Tuesday, October 30, 2012

Com 101 Paper


Michael Laing
Gender Communication
There are many different stands that one can take on gender communication differences.  Some people think that male and females are very similar to each other in gender communication whereas others think it is the exact opposite and that males and females are taught two completely separate ways of communication.  Another stand on this issue is that gender differences are examples of sexism and the males are portrayed as the leaders, and females are portrayed as weak (Lackoff).  I agree with Deborah Tannen’s take on gender communication, which is that men and women are taught two different styles of communication and even though they are different we have learned to live with it.
         Deborah Tannen’s metaphor for gender communication is that men are like people from Brazil, and women are like people from Italy.  I like Dr. Desantis’ metaphor better though in that men are like basketball players and women are like soccer players.  The metaphor is best described as having two genders that are used to one set of rules.  For instance the men follow rules of basketball where you use your hands to dribble down court and are unable to kick the ball anywhere.  Women follow the rules of soccer where you can’t touch the ball with your hands and your can only use your head or feet to hit the ball.  This thing is that both men and women are playing by their own rules but to the opposite sex it is considered to be wrong.  If you were to touch the soccer ball with your hands as a male, the females would get upset and tell you that you are playing by the wrong set of rules.  The same goes for if you are a women who is playing basketball and you decide to kick the ball to a teammate. 

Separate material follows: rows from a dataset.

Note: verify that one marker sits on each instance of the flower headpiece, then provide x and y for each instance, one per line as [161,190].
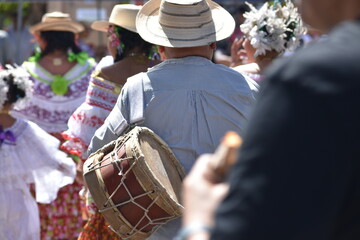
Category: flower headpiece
[21,80]
[274,27]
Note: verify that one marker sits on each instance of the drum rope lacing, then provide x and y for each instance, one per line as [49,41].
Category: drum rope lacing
[158,222]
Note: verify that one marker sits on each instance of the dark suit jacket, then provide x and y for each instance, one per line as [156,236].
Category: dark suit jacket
[298,175]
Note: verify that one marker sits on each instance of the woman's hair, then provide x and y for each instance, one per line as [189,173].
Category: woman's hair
[130,41]
[59,40]
[14,92]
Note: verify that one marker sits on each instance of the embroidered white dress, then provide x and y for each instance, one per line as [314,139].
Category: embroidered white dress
[33,158]
[49,110]
[100,99]
[62,218]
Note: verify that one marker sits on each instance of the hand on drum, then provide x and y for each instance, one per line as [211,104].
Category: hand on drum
[201,195]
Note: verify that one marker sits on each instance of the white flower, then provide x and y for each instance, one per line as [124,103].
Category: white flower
[21,80]
[273,28]
[3,89]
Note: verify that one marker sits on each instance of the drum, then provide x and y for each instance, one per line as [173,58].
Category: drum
[135,182]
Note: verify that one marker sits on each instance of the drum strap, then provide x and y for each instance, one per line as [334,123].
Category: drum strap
[136,100]
[135,90]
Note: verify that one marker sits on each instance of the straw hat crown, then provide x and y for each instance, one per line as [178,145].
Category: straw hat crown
[184,23]
[57,21]
[122,15]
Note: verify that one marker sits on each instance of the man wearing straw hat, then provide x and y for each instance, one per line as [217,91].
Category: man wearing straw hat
[187,100]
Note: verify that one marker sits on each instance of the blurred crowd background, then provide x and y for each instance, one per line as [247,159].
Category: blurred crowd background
[16,16]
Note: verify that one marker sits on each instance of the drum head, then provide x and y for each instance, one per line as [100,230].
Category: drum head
[161,163]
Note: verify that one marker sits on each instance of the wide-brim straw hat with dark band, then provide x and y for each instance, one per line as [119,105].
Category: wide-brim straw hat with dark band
[57,21]
[184,23]
[122,15]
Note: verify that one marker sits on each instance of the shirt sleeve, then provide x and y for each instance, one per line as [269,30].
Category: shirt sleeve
[114,126]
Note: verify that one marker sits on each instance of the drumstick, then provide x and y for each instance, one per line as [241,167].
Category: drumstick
[225,155]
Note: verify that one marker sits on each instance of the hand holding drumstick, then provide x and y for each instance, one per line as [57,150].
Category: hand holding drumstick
[204,187]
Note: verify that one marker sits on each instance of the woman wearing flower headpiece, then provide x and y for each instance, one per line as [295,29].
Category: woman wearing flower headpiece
[269,32]
[61,73]
[40,163]
[130,54]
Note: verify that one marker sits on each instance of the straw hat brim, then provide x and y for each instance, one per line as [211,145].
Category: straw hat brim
[68,26]
[149,28]
[104,25]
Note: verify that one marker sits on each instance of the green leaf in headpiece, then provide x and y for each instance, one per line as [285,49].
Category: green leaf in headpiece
[80,57]
[59,86]
[36,57]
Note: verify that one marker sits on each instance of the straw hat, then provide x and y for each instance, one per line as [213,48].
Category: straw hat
[184,23]
[123,15]
[57,21]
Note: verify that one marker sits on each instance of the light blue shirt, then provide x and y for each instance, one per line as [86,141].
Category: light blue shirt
[189,102]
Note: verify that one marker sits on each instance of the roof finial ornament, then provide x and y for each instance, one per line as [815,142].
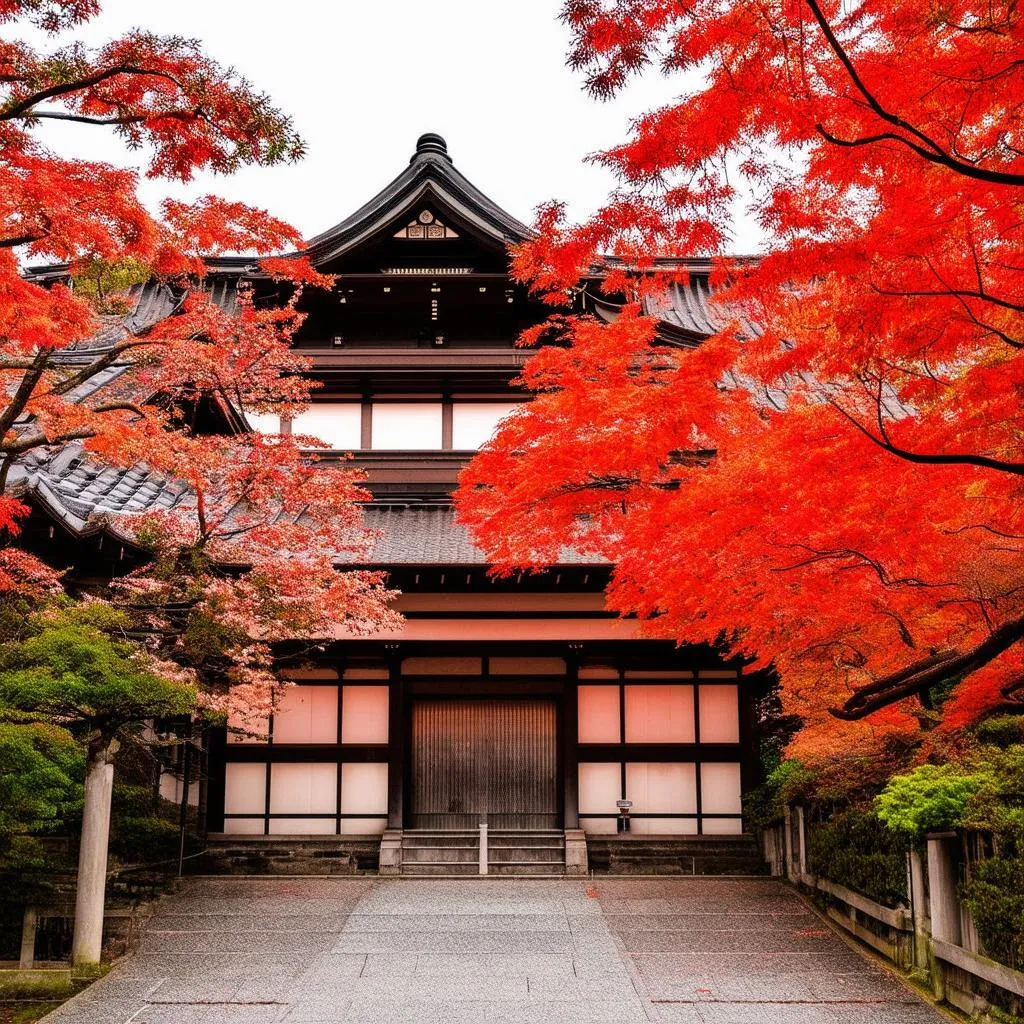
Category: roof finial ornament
[431,142]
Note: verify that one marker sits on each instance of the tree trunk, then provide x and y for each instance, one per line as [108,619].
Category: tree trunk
[87,942]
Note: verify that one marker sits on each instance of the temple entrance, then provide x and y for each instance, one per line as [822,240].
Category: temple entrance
[491,761]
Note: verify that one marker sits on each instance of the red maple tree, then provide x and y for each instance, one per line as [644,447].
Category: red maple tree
[832,480]
[247,552]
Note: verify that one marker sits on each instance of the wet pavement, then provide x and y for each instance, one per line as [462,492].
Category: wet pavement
[367,950]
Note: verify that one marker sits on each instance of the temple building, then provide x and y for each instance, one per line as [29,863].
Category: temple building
[519,704]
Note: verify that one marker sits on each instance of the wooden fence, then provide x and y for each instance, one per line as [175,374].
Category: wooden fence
[934,938]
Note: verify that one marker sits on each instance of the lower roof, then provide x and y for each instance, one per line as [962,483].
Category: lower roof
[88,497]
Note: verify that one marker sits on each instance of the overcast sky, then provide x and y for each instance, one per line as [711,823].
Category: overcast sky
[364,79]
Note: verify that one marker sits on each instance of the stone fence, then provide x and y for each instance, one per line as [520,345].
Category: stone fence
[933,939]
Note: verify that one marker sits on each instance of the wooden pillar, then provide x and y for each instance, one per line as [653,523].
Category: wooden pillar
[395,745]
[216,777]
[29,926]
[570,749]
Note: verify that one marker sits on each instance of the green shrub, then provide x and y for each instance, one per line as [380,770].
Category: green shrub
[146,840]
[132,801]
[786,782]
[927,799]
[855,850]
[995,900]
[1001,730]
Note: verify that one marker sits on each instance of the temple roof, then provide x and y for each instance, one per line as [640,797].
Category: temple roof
[88,497]
[430,175]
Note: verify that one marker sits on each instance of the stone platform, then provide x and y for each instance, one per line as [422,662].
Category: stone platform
[363,950]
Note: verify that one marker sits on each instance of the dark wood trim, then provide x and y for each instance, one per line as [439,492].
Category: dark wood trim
[366,423]
[448,423]
[217,769]
[696,766]
[660,752]
[310,753]
[459,687]
[570,745]
[396,747]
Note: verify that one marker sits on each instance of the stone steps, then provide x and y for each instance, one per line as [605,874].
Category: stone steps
[434,852]
[678,855]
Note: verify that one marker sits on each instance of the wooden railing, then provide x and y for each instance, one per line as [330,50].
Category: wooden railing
[934,938]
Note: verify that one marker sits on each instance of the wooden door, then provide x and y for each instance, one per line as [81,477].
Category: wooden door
[487,760]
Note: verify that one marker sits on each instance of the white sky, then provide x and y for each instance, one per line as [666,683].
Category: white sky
[364,79]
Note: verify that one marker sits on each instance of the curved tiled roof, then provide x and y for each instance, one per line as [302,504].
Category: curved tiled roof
[88,497]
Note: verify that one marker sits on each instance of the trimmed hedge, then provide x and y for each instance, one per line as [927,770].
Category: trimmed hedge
[995,899]
[855,849]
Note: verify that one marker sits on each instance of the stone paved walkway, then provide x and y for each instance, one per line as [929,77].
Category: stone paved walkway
[305,950]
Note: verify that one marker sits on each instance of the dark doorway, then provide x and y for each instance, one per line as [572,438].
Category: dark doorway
[476,761]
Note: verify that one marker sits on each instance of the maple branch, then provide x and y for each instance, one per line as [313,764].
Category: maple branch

One example that Tannen gives is that men are externally status driven and females are internally support oriented.  This means that females are most focused on internal feelings and being nurturing and supportive to people in order to connect with people.  Males on the other hand are concerned with the external world and are concerned with how they look to others by their image or rank.  In other words men are opposite from women and want to disconnect.  I think this is true because men always want to be more dominant than the next male that walks by.  Men are given confidence if they are a higher rank than somebody or if they think that they are more attractive than somebody else.  Males are constantly comparing themselves to each other to see if they are satisfied with themselves.  On the other hand, women are always trying to connect with one another about issues surrounding their lives.  Women always want understanding and nurturing from each other, and they will most likely give understanding and nurturing back to somebody else.
Women always want understanding and men always want advice, and this is why men are taught to fix things and women who are faced with problems want the other to understand how they are feeling.  Tannen brings up another good point here and that women just want men to listen to them and be emotionally supportive.  This is true for the most part because in relationships when the female has a problem and is talking to the male about it, all that she wants is for understanding of the situation.  Tannen says that men fix things and this is true for the most part.  Tannen thinks that when men are angry or distraught about something they will focus on a task to avoid emotional involvement.  I agree with this 100% because sometimes when I am angry about
something I will try my hardest not to think about it and focus on another task such as playing a video game or cleaning up my dorm room.
         Tannen also says that to men, conflict is acceptable and to women, conflict is negative.  She says that women get more uncomfortable over conflicts and  that men somewhat enjoy it.  To men if you are pushed around and you don’t fight back you are considered to be a wimp, whereas to women when a conflict occurs they tend to be less confrontational and try to avoid it because it will disrupt relationships.  I agree with this because to show how masculine you are as a male you are not going to put up with anybody’s crap and are not going to let people tell you what to do, because if you do you are not as masculine.  Females will avoid confrontation because they don’t want to break bonds that they have in relationships.
Some people may have a false sense of male superiority and female inferiority in the culture that we live in today, but for the most part I believe that both men and women do not have a false sense on superiority and inferiority.  Although many times males are given more attention in the media (sports) I think that both sexes are content with how they are portrayed.  Sometimes it is as if we are getting brainwashed to think certain things about sexes but for the most part we have just learned through the years to accept it.  The way to prevent having a false sense of male superiority and female inferiority is to continue to realize that all humans are equal and although there are different ways of communication by the sexes, neither is correct, and neither is incorrect.  We are not all doomed to be sexist if we all continue the way we have been brought up.  The way that our culture has brought us up is that males and females are equal and if we continue to think this then there will be no reason for us to be doomed to be sexist.